Class AutoExposure

Class Documentation

class AutoExposure

Adjusts brightness to between 0 and 1 using a simple auto-exposure method.

Works with 1 or 3 channel images. For 3 channel images it applies autoexposure in luminance space to keep colors consistent.

Public Functions

AutoExposure()

Default constructor using default percentile and update values.

AutoExposure(int update_every)

Constructor specifying update modulo, and using default percentiles.

Parameters:

update_every[in] – update every this number of frames.

AutoExposure(double lo_percentile, double hi_percentile, int update_every)

Constructor specifying low and high percentiles, and update modulo.

Parameters:
  • lo_percentile[in] – low percentile to use for adjustment.

  • hi_percentile[in] – high percentile to use for adjustment.

  • update_every[in] – update every this number of frames.

void update(Eigen::Ref<img_t<float>> image, bool update_state = true)

Scales the image so that contrast is stretched between 0 and 1.

The top percentile is 1 - hi_percentile and the bottom percentile is lo_percentile. Similar to linear ‘contrast-stretch’, i.e. normalization.

Parameters:
  • image[in] – Reference to the image, modified in place.

  • update_state[in] – Update lo/hi percentiles if true.

void update(Eigen::Ref<img_t<double>> image, bool update_state = true)

Scales the image so that contrast is stretched between 0 and 1.

The top percentile is 1 - hi_percentile and the bottom percentile is lo_percentile. Similar to linear ‘contrast-stretch’, i.e. normalization.

Parameters:
  • image[in] – Reference to the image, modified in place.

  • update_state[in] – Update lo/hi percentiles if true.

void update(Eigen::TensorMap<rgb_img_t<float>> image, bool update_state = true)

Apply global RGB auto-exposure in-place stretching constrast between 0 and 1.

Parameters:
  • image[in] – RGB image tensor (H x W x 3), modified in-place.

  • update_state[in] – Update lo/hi luminance percentiles if true.
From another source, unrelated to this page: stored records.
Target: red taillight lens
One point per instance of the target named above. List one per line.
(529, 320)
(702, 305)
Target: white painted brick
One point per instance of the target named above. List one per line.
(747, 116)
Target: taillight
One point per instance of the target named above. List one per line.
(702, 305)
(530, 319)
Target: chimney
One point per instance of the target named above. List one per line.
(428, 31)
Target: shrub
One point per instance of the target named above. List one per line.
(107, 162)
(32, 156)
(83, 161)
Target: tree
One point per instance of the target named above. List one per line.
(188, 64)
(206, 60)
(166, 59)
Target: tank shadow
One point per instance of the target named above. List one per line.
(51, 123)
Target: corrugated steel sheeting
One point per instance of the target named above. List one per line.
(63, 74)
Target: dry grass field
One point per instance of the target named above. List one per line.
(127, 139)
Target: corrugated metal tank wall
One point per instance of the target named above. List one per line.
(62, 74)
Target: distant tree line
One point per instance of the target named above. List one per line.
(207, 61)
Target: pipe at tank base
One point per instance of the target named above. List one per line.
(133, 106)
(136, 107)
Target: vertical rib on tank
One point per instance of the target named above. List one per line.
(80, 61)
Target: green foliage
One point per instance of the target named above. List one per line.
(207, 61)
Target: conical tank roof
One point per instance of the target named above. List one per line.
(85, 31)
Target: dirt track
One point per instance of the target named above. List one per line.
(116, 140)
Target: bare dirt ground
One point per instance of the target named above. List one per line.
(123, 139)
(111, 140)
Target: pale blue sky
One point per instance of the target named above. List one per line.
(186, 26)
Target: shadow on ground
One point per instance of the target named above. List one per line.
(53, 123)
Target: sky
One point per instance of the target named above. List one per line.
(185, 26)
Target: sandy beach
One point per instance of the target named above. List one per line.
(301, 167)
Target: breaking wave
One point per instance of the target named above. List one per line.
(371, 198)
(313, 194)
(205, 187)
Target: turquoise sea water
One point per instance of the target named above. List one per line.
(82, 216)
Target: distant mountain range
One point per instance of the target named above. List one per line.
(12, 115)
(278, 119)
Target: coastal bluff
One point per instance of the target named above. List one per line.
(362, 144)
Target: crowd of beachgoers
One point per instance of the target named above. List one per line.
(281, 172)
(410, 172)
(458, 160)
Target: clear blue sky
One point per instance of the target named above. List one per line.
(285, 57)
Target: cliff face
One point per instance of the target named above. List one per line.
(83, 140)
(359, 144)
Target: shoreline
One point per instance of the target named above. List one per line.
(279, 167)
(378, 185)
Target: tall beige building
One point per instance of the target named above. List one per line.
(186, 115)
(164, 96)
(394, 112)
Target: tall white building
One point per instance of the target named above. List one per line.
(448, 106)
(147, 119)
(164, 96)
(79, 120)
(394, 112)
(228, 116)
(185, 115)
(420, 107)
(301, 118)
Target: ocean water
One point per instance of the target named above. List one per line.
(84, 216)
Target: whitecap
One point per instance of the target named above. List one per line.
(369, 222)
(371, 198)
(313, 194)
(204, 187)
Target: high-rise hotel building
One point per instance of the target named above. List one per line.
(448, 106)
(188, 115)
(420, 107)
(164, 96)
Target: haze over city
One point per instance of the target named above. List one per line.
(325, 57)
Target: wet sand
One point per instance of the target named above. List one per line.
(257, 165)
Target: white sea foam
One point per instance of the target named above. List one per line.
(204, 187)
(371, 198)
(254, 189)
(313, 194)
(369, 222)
void update(Eigen::TensorMap<rgb_img_t<double>> image, bool update_state = true)

Apply global RGB auto-exposure in-place stretching constrast between 0 and 1.

Parameters:
  • image[in] – RGB image tensor (H x W x 3), modified in-place.

  • update_state[in] – Update lo/hi luminance percentiles if true.

void update(Eigen::TensorMap<const rgb_img_t<ouster::sdk::core::float16_t>> input, Eigen::TensorMap<rgb_img_t<float>> out, bool update_state = true)

Convert fp16-bit RGB to float and apply global RGB auto-exposure stretching constrast between 0 and 1.

Parameters:
  • input[in] – input RGB image tensor (H x W x 3) as float16_t.

  • out[out] – output RGB image tensor (H x W x 3) as float.

  • update_state[in] – Update lo/hi luminance percentiles if true.